With time, termites, despite all the precautions taken to prevent them from damaging our house were noticed to have infested this cabinet. Cleaning it and applying solignum to prevent and delay future advances, we noticed two hidden drawers on the right and left side of the usual drawers that open in front. Upon opening them, we found the roughly 59 letters, notes, and money.

Among this potpourri of documents were letters, receipts and some bills of “Mickey Mouse” money, the Japanese-issued currency circulated during the Japanese occupation of the Philippines.

I found a one-year subscription, also dated 1945, to The People, Dumaguete City’s weekly newspaper “the mouthpiece of public opinion.” The subscription indicates that “Juling,” the addressee in the note which I earlier mentioned, was highly educated and desired to know the current events of the times.

“Nalipay aco sa imong candidatora sa pag ca mayor (I am very happy that you decided to run for mayor),” another letter of Juling stated. He was addressing the letter to a certain Claudio Bacaoco of Bagawines, Vallehermoso. Apparently, Juling had political leanings.

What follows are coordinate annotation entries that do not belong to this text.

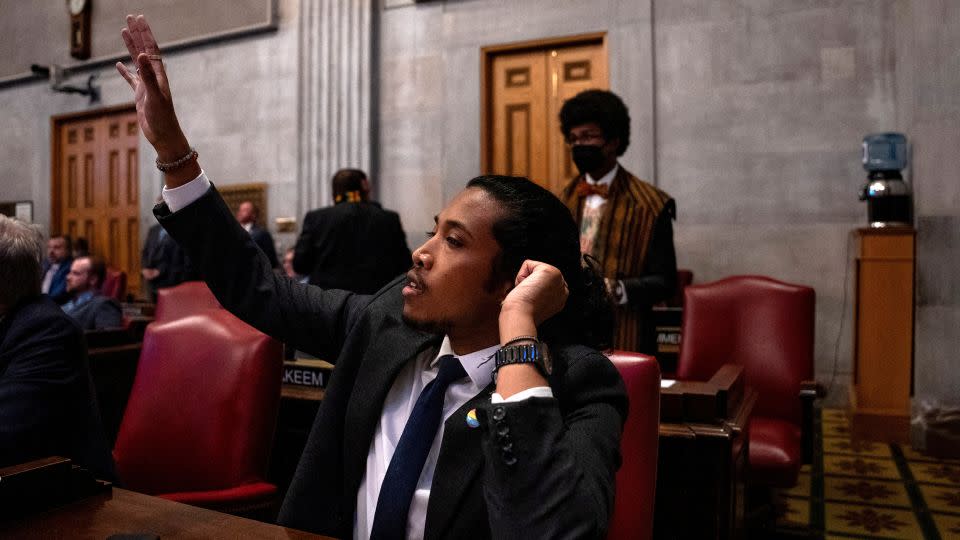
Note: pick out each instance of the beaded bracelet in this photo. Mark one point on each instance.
(178, 163)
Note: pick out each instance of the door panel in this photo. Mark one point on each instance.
(97, 189)
(526, 89)
(518, 116)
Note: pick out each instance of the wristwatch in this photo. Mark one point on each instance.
(532, 353)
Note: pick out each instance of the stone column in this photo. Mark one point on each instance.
(334, 101)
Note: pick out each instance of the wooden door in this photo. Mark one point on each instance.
(96, 189)
(527, 85)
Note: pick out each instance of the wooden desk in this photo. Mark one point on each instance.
(883, 334)
(123, 511)
(702, 466)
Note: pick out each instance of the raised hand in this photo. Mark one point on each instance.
(540, 292)
(155, 111)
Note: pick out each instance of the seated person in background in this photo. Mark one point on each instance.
(625, 223)
(47, 403)
(162, 262)
(529, 453)
(87, 306)
(247, 215)
(355, 244)
(56, 267)
(288, 267)
(81, 248)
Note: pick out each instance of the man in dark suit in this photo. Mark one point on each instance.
(56, 267)
(163, 262)
(87, 306)
(355, 244)
(529, 454)
(247, 215)
(47, 403)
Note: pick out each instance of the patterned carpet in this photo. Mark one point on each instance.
(858, 489)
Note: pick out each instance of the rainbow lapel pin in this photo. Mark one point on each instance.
(472, 419)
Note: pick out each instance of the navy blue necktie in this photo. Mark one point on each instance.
(396, 492)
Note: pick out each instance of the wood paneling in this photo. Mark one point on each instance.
(525, 86)
(95, 185)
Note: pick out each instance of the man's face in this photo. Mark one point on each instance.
(57, 249)
(79, 279)
(449, 289)
(591, 134)
(246, 213)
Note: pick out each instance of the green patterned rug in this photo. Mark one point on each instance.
(857, 489)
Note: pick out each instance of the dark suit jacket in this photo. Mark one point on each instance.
(168, 257)
(263, 239)
(58, 285)
(358, 247)
(566, 448)
(47, 402)
(99, 312)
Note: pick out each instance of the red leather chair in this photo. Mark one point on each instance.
(199, 424)
(187, 298)
(114, 284)
(767, 327)
(637, 477)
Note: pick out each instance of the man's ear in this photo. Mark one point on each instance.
(504, 289)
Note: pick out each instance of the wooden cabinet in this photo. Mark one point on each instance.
(883, 333)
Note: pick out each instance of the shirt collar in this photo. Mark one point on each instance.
(605, 179)
(478, 364)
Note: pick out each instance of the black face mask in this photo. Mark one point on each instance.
(587, 157)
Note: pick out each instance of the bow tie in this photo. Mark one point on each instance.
(585, 189)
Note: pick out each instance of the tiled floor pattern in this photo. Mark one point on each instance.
(871, 490)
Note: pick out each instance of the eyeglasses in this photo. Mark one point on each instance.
(587, 137)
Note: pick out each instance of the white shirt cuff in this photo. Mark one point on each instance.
(180, 197)
(536, 391)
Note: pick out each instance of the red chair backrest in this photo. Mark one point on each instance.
(187, 298)
(203, 407)
(637, 477)
(114, 284)
(760, 323)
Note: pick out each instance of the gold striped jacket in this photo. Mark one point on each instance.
(626, 228)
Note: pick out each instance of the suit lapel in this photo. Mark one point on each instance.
(460, 461)
(385, 357)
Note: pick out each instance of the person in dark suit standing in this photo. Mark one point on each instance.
(87, 306)
(444, 416)
(355, 244)
(247, 215)
(47, 402)
(56, 267)
(163, 262)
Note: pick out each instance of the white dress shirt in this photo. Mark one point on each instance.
(48, 278)
(398, 405)
(595, 201)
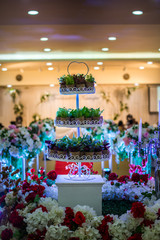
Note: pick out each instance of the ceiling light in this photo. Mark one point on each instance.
(96, 68)
(105, 49)
(33, 12)
(137, 12)
(99, 63)
(47, 49)
(44, 39)
(4, 69)
(50, 68)
(112, 38)
(141, 67)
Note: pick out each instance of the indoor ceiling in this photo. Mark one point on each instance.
(79, 30)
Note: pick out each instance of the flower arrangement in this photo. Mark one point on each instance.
(82, 146)
(43, 128)
(76, 80)
(84, 113)
(28, 214)
(19, 142)
(137, 188)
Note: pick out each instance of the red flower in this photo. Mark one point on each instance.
(74, 238)
(123, 178)
(138, 210)
(79, 218)
(19, 206)
(32, 170)
(144, 178)
(31, 197)
(34, 177)
(135, 177)
(6, 234)
(112, 176)
(136, 236)
(52, 175)
(103, 227)
(16, 220)
(147, 223)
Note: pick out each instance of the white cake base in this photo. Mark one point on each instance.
(88, 192)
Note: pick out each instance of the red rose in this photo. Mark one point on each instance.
(34, 177)
(6, 234)
(32, 170)
(79, 218)
(135, 177)
(103, 227)
(16, 220)
(136, 236)
(112, 176)
(52, 175)
(123, 178)
(138, 210)
(144, 178)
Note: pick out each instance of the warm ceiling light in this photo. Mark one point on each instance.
(105, 49)
(141, 67)
(99, 63)
(44, 39)
(4, 69)
(33, 12)
(112, 38)
(96, 68)
(50, 68)
(137, 12)
(47, 49)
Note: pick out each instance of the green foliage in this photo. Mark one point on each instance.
(90, 78)
(18, 109)
(45, 97)
(36, 117)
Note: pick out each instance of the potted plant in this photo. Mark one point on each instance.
(74, 146)
(97, 148)
(90, 81)
(69, 81)
(96, 113)
(105, 147)
(62, 81)
(87, 114)
(79, 80)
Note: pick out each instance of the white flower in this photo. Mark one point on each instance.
(48, 203)
(57, 233)
(36, 220)
(10, 199)
(56, 215)
(87, 211)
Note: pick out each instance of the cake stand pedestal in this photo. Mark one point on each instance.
(86, 192)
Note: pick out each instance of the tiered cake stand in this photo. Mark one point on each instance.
(82, 172)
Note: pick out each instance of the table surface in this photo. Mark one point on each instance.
(64, 179)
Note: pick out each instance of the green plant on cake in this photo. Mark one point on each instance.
(69, 80)
(62, 113)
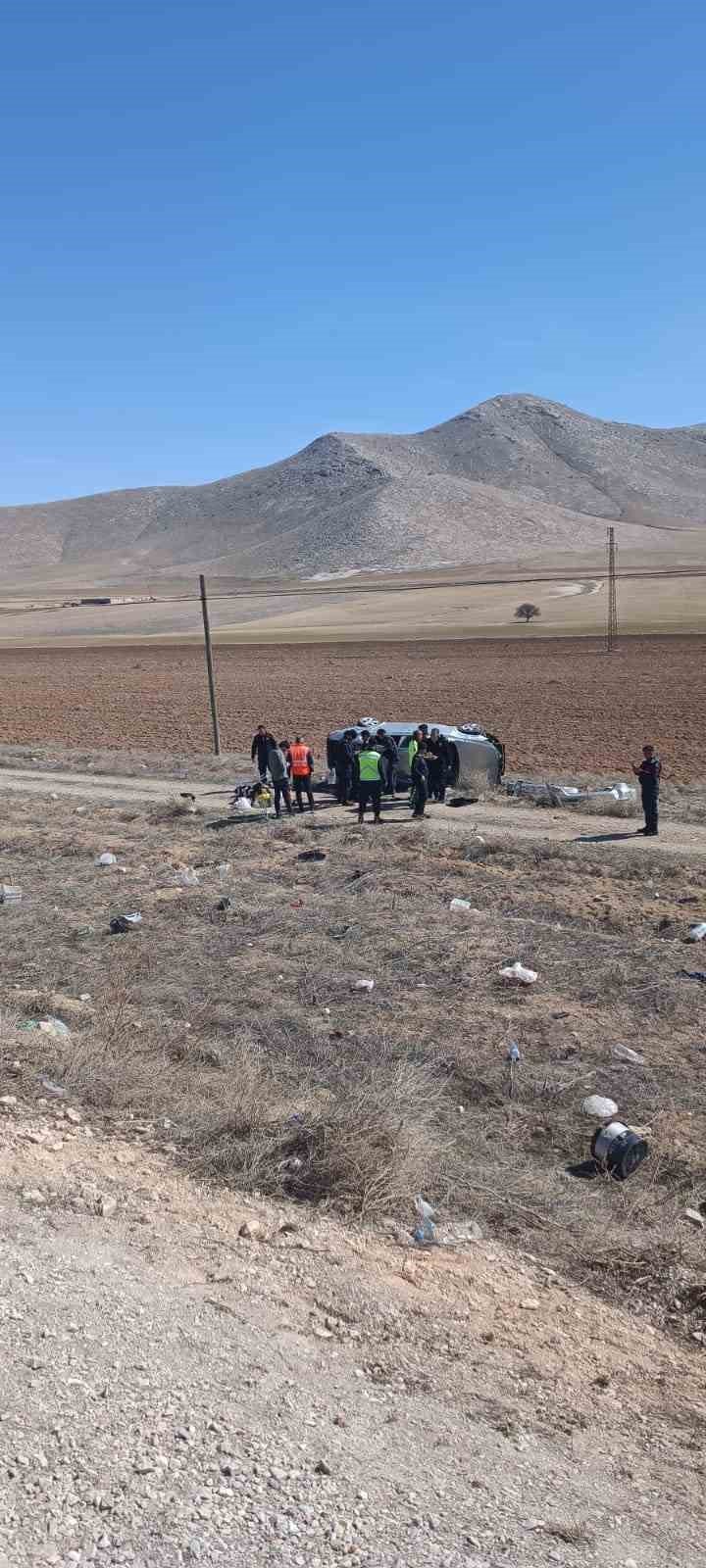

No wonder since “Juling,” as other documents later revealed, was none other than former Negros Oriental Governor Julian “Nene” Villegas of Brgy. Tabon, Vallehermoso.

An envelope which contained some of the money bears his letterhead as a member of the Negros Oriental provincial board. By November 5, 1949 Julian was already governor of Negros Oriental.

A certain Capt. Nicolas Magno of the Philippine Constabulary, 44th PC Co wrote Gov. Villegas urging him not to go to Bacolod, Negros Occidental and instead to visit him in Canlaon to “clarify certain important matters concerning peace and order conditions there and for Negros Oriental.”

Another letter addressed to a cousin Lt. Fernando Alfon and Capt. Bareba talked about a delivery of 100 drums of gasoline, oil and kerosene.

Julian Villegas was married to Lucia; a receipt signified her donation to the construction of the Catholic Church in La Libertad, Negros Oriental.

His duties as a governor brought him to Dumanjug, Cebu where an Atty. Valeriano Lozada was happy to know that they will see each other in Guihulngan at the house of Mr. Meneleo Quirante. From February 1-15, 1956, he stayed in Sambag Inn at P. del Rosario St., Cebu City.

His business dealings with Chinese Jose Yong and Signor Tionga of La Independencia in San Carlos, Chua Hua & Co and Signor Benjamin of Nanking Bazaar in La Libertad of selling and buying corn, coconuts, gasoline and even the sale of a sugar mill for only P210 in Tambakan, Vallehermoso to Kiat Hua reflected his open mindedness to other races. The goods which he traded were shipped to Manila thru Compania Maritima.

Villegas was apparently very friendly. As his letters revealed, he was friends with Faustino Zoilo of Tagumtagum, Hibaiyo, Guihulngan; Jesus Abay Abor; Antionio Ruiz; Mauro P. Lumilay; Bartolome Lera; Sergia G. Doumen of Binatangan; Aniceta Javier of Sta. Teresita Pharmacy; and Leonardo Casag of Malangsa.

Among his friends is a certain Antonio Ha who was connected with Dumaguete’s Office of the Fiscal, as shown in a letter October 16, 1950. His friendships must have catapulted him from board member to governor

With these in my possession, I planned to return these letters to the family of Julian Villegas. I contacted Alex Pal in Dumaguete City who referred me to Penn Tulabing Larena, a historian and a professor at Dumaguete’s St. Paul’s University. Larena is a relative of Lucia, the wife of Julian.

Penn replied in his email that the descendants of Julian Villegas all migrated to the United States. Penn added that his great-grandmother is the first cousin of Lucia.

I would have liked to trace the travels and the story of this aparador, but it seems that I reached a dead end. If only the aparador could speak…

As they say, stories live forever but you have to tell the stories first. (Benjamin Dacles Lopue Jr.)

Published in the Sun.Star Bacolod newspaper on June 18, 2012.